Everyday Gospel

Sermon, 7.12.09"Everyday Gospel" Rev. Erik Bonkovsky Colossians 1:1-14

What difference does Jesus make in our lives?

As Christians, we spend our time professing that our lives are better because we follow Jesus.  But how are our lives any better than those of our peers?  According to the book Unchristian, 85% of people think Christians are hypocrites.  We're clearly not doing a very good job of showing others the difference Christ makes in our lives.

  1. Jesus makes a present and ongoing difference in the lives of those who believe.

    Often we think of Christianity as something that happened.  That accepting Christ is something that happened in our lives years ago.  Or we only think of it in terms of future hope, and we look to heaven when we think about Christianity.   But what about now?  The nature of the gospel is that it grows and bears fruit in peoples' lives (v. 6).  We can't think about it in terms of arrival, like perfection is what we're going to get as soon as we accept Christ.  Instead our areas of weakness are continually revealed to us so that we can continue to grow and bear fruit.  So rather than something that happened or will happen, Christianity is a process.

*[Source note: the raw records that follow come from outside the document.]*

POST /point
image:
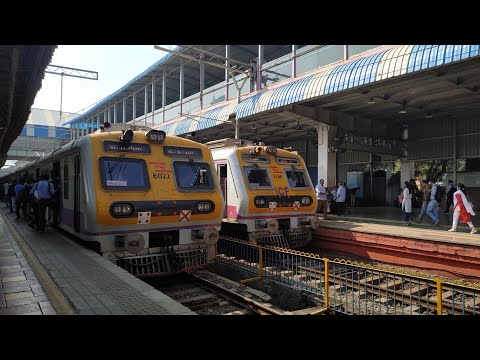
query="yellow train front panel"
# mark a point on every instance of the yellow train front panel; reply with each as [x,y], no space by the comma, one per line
[169,185]
[277,184]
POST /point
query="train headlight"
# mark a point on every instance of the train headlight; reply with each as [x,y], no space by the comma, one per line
[260,202]
[271,150]
[127,135]
[306,200]
[156,136]
[256,150]
[120,210]
[204,206]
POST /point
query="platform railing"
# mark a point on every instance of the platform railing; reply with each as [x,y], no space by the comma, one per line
[354,287]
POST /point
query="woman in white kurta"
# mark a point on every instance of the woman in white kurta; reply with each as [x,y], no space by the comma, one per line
[407,203]
[462,209]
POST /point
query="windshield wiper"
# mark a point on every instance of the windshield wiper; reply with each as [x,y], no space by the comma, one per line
[110,169]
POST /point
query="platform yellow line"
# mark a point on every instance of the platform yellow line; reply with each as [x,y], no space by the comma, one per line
[58,300]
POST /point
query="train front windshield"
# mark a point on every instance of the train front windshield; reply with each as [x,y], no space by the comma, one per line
[124,173]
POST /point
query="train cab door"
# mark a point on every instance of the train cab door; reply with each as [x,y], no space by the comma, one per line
[76,192]
[222,178]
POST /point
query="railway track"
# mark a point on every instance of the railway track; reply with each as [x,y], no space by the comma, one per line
[207,295]
[365,292]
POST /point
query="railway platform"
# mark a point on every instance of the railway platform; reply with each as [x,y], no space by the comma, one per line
[50,274]
[378,234]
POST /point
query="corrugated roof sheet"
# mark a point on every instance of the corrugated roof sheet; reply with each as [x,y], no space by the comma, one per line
[158,63]
[387,64]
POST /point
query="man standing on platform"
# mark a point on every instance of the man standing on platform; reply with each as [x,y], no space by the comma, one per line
[341,197]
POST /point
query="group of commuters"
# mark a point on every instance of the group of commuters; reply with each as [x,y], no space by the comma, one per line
[333,200]
[432,196]
[34,198]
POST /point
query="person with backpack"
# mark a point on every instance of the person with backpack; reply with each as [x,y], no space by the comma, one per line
[462,209]
[450,190]
[45,191]
[18,199]
[432,207]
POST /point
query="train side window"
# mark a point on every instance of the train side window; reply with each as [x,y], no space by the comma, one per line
[296,179]
[121,173]
[65,181]
[193,176]
[257,177]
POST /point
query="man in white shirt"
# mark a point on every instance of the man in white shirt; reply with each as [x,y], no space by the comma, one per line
[321,191]
[341,197]
[432,207]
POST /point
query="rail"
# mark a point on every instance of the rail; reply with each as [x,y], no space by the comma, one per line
[354,287]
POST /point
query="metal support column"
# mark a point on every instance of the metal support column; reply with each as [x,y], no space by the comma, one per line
[134,105]
[202,80]
[153,100]
[164,94]
[454,150]
[182,88]
[294,61]
[145,108]
[227,72]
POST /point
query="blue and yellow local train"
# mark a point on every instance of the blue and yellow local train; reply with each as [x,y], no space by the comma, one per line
[151,202]
[269,196]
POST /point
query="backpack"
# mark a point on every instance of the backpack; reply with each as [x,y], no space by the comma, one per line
[452,190]
[25,194]
[440,194]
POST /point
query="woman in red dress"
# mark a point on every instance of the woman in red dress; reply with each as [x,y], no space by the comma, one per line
[462,209]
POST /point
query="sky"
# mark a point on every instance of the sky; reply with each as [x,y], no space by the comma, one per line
[116,66]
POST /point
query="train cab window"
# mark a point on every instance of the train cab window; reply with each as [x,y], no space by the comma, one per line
[257,177]
[121,173]
[193,176]
[296,179]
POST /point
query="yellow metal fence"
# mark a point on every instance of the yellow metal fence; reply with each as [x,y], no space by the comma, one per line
[353,287]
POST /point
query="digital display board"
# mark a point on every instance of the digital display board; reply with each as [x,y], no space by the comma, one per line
[182,151]
[126,147]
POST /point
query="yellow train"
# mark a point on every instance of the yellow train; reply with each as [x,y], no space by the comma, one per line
[150,201]
[269,196]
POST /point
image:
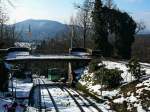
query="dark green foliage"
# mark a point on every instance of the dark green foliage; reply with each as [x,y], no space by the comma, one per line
[135,68]
[111,21]
[95,65]
[100,29]
[3,77]
[111,77]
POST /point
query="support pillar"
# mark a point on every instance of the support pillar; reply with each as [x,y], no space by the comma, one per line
[70,77]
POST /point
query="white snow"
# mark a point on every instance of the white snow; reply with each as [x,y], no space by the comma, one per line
[21,88]
[121,66]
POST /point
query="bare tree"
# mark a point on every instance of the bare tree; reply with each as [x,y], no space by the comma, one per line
[140,27]
[110,4]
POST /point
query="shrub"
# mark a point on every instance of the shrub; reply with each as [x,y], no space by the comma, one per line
[135,68]
[95,65]
[109,77]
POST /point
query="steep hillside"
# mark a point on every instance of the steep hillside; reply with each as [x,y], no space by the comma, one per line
[41,29]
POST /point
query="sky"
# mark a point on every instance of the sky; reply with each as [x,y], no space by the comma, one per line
[62,10]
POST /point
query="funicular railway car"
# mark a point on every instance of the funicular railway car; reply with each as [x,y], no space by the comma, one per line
[55,74]
[80,51]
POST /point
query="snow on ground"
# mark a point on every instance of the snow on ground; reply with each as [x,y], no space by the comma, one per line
[23,44]
[21,88]
[121,66]
[133,99]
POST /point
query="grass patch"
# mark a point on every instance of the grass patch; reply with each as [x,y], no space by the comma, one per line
[88,94]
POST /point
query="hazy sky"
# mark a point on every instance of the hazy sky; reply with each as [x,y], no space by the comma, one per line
[61,10]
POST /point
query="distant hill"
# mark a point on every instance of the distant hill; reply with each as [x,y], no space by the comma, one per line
[41,29]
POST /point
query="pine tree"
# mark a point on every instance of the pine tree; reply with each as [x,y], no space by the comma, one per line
[100,29]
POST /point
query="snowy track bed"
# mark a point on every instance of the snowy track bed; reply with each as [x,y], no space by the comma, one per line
[63,99]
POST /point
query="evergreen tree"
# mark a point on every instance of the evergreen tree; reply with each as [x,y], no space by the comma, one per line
[100,29]
[108,21]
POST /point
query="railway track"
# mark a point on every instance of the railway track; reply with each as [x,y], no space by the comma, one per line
[60,99]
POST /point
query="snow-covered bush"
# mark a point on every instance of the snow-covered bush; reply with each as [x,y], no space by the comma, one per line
[135,68]
[109,77]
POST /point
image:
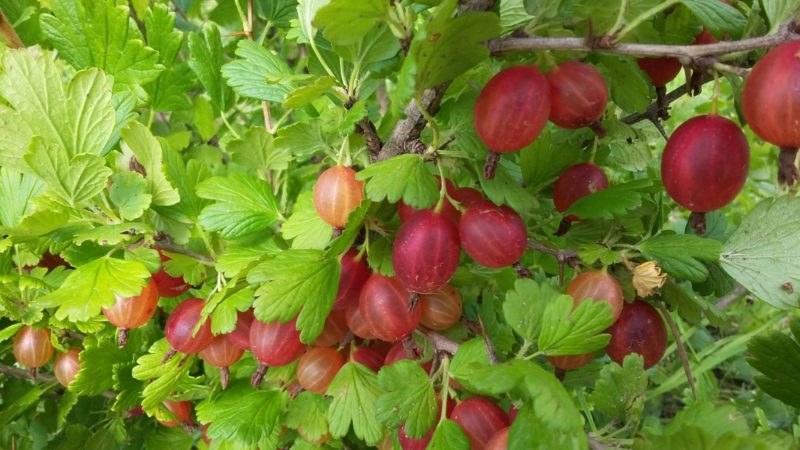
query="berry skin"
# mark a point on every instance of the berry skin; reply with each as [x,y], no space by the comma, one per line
[705,163]
[512,109]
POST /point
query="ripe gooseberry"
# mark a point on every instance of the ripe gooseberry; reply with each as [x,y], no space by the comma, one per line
[168,286]
[317,368]
[180,326]
[384,306]
[221,353]
[480,418]
[441,309]
[511,111]
[274,344]
[352,277]
[705,162]
[337,194]
[772,104]
[66,366]
[132,312]
[426,252]
[639,329]
[575,183]
[493,236]
[578,96]
[32,347]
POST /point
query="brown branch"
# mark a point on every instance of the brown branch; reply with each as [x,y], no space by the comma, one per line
[9,33]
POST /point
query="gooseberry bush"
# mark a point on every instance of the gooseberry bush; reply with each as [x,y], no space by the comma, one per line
[402,224]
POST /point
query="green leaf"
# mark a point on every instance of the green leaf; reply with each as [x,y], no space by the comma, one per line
[242,413]
[305,228]
[718,17]
[256,151]
[762,253]
[612,201]
[620,390]
[296,281]
[409,398]
[101,34]
[206,62]
[129,194]
[141,142]
[355,394]
[308,414]
[448,436]
[258,73]
[403,177]
[776,355]
[680,255]
[568,332]
[244,205]
[345,22]
[91,287]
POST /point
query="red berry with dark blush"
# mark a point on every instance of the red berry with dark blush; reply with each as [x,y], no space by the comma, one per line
[575,183]
[578,95]
[337,194]
[317,368]
[705,163]
[480,418]
[168,286]
[493,236]
[179,329]
[512,109]
[639,329]
[384,306]
[426,252]
[352,277]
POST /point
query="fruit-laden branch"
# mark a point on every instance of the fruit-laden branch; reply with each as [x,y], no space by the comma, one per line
[689,52]
[9,34]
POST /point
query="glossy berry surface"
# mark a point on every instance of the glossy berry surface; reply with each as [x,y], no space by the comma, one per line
[426,252]
[639,329]
[441,309]
[133,312]
[384,306]
[660,70]
[317,368]
[480,418]
[578,95]
[705,163]
[240,336]
[493,236]
[66,366]
[275,343]
[771,96]
[352,277]
[180,326]
[577,182]
[512,109]
[32,347]
[336,194]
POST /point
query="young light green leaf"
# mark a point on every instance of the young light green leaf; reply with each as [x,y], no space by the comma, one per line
[681,255]
[147,149]
[243,413]
[129,194]
[296,281]
[249,75]
[574,332]
[409,398]
[762,253]
[355,394]
[244,205]
[91,287]
[402,177]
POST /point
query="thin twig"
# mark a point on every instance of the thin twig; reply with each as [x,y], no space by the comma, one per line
[676,334]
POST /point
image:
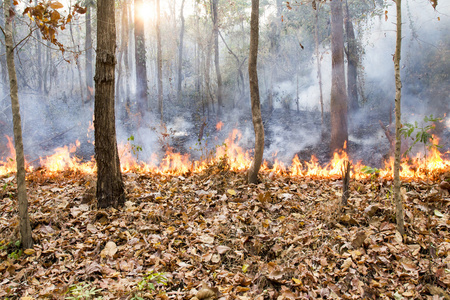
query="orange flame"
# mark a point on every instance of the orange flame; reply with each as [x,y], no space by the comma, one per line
[237,158]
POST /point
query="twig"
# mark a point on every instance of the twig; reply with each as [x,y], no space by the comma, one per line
[345,180]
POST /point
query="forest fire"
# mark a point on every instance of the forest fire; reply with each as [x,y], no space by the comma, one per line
[234,157]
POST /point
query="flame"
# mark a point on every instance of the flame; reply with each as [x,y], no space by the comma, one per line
[219,126]
[236,159]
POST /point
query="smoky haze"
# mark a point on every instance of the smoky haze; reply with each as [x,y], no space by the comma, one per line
[59,116]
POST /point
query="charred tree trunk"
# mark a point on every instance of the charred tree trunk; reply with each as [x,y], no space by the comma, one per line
[141,65]
[398,125]
[180,55]
[26,239]
[352,65]
[110,187]
[88,46]
[216,56]
[254,94]
[159,61]
[338,101]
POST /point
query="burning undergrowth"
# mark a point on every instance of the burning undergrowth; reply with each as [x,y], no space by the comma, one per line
[286,238]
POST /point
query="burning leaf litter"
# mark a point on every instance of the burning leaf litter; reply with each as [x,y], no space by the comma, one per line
[286,238]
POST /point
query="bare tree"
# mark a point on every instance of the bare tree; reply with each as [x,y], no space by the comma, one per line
[140,53]
[338,101]
[214,4]
[180,54]
[110,187]
[254,94]
[25,227]
[159,60]
[398,141]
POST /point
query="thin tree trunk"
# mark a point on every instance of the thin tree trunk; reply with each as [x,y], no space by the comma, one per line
[398,140]
[25,227]
[338,101]
[254,94]
[352,59]
[77,62]
[110,187]
[3,65]
[180,55]
[216,56]
[318,60]
[140,53]
[159,61]
[88,46]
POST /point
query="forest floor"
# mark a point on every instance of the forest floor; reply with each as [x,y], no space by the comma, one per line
[285,238]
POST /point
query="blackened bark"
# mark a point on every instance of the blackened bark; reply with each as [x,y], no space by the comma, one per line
[110,187]
[254,94]
[25,227]
[140,53]
[338,101]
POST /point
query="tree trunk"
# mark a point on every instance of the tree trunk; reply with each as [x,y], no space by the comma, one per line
[110,187]
[25,228]
[398,125]
[159,61]
[88,47]
[180,55]
[216,56]
[352,65]
[338,101]
[141,65]
[3,58]
[77,62]
[318,60]
[254,94]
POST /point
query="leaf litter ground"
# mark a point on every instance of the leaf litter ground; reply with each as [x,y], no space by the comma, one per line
[285,238]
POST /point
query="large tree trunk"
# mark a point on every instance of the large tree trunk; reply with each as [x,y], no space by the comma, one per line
[88,47]
[254,94]
[110,187]
[25,228]
[216,56]
[398,125]
[352,66]
[140,53]
[159,61]
[180,55]
[338,101]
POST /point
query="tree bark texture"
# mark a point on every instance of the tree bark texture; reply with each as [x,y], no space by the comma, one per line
[140,54]
[398,141]
[254,94]
[88,45]
[338,101]
[25,227]
[352,65]
[180,55]
[318,61]
[159,61]
[110,187]
[216,56]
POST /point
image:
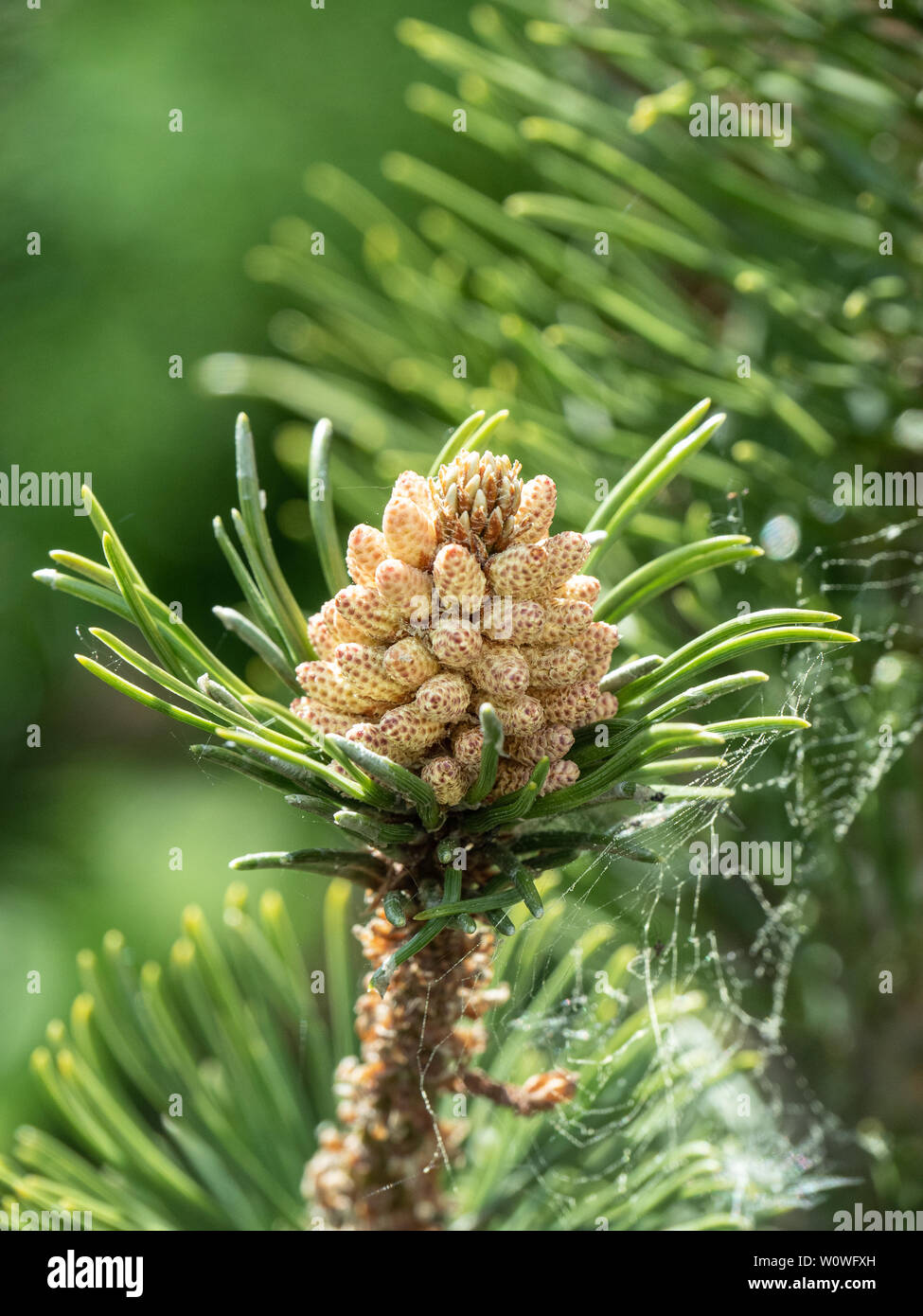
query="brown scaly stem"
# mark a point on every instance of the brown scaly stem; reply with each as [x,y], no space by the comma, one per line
[381,1169]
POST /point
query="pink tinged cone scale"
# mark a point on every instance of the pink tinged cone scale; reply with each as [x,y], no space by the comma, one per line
[464,596]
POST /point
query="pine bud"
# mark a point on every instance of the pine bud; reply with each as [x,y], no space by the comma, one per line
[447,776]
[572,704]
[566,554]
[457,576]
[404,589]
[563,773]
[444,698]
[408,532]
[455,644]
[502,671]
[363,667]
[468,744]
[366,611]
[364,550]
[410,662]
[583,589]
[549,742]
[323,641]
[516,620]
[410,729]
[319,718]
[322,682]
[518,716]
[518,571]
[551,667]
[565,617]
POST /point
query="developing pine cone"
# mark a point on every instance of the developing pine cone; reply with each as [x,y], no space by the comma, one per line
[462,597]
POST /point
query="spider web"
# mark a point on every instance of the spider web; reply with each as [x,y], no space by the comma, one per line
[731,937]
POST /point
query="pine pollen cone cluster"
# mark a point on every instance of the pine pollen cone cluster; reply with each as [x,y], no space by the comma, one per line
[462,597]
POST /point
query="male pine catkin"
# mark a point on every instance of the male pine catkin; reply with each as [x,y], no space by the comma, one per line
[445,721]
[462,599]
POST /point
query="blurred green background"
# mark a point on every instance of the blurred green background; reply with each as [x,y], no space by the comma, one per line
[144,235]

    It's easy to get swept up in "kiddie pool Christianity," where you don't have to know how to swim and you can just wade in as far as is comfortable for you.  We  naturally want to keep things simple, on a one-dimensional plane where we don't have to think too hard about things or examine ourselves in too much detail.  The true purpose of Christianity is more like jumping into a river, where you must learn to swim in order to stay afloat.  Your "walk" (v.10) and "every good work," meaning your daily lifestyle, is what's important.  Everything is spiritual.

  2. Jesus makes a difference in forgiveness.

    How do we define Christians?  Christians are people who are forgiven and are forgivers.  We are told not only that we were forgiven once and for all, but that we must forgive others and forgive ourselves.  And we get to experience this forgiveness again and again, as a daily exercise and part of this larger process that we call Christianity.  And this lifestyle of humility that being forgiven produces should lead to a life free of this sense of entitlement that most people have, and free from the bitterness that comes from feeling a sense of entitlement.

  3. Jesus makes a difference in our kingdom.

    What does "kingdom" really mean?  It's the concept of where we get our identity.  It's what tells us who we are.  Right now, what is it that's telling you who you are?  Are you a part of the kingdom of stuff, or of cool, or of connections?  All of these things will disappoint you or will disappear.  We often try to live in a kingdom of performance with God, where we believe that our salvation depends upon our performance.  But it's not about performance, it's about the assurance of being loved no matter what.  And we get our identity from knowing that Christ did it all for us without the guarantee of any such performance.